29 août 2011

A Tribute To Steven

D'après le dictionnaire Larousse, un hommage est un "don qui exprime le respect, l'admiration, la reconnaissance de quelqu'un, une marque de respect." Récemment, on a parlé d'hommage pour parler de SUPER 8, le dernier film de JJ Abrams. Le génial créateur de Lost et de Fringe aurait voulu exprimer sa reconnaissance à Steven Spielberg et en particulier son cinéma de la fin des années 70 et début des années 80 : RENCONTRE DU TROISIEME TYPE, E.T., LES GOONIES (dont il était seulement le producteur et le scénariste) etc. C'était partout : des affiches étrangement ressemblantes aux citations bien en évidence, tout le marketing est orienté vers la filiation entre SUPER 8 et ces glorieux modèles qui vous ont fait frissonner, pleurer et glousser d'excitation étant enfant.

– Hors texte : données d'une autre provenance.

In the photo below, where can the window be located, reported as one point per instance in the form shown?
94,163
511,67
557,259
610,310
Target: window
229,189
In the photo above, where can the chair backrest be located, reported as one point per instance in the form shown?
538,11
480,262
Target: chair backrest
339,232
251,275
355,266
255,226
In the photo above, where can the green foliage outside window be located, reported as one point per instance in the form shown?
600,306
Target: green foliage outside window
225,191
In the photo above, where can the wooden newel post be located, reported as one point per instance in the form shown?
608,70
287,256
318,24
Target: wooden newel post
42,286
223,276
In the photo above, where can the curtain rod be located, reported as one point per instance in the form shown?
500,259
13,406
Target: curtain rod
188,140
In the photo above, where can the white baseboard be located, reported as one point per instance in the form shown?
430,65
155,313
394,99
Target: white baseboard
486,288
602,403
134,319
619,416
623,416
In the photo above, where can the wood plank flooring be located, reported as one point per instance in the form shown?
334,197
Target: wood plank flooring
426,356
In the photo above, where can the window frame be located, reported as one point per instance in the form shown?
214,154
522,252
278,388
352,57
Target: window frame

Et à priori, ça semble plus que normal.. Spielberg adoube le projet en étant crédité à la production et des pans entiers d'intrigue empruntent aux films précédemment cités : le groupe d'enfants confrontés à une aventure fantastique, un extra-terrestre dont les émotions font écho à celles du jeune héros, des méchants scientifiques et militaires, la petite ville de classe moyenne comme décor et, enfin, le déplacement temporel à la fin des années 70. Sur le papier, SUPER 8 sent autant le Spielberg des années 80 que la sueur sous des dessous-de-bras.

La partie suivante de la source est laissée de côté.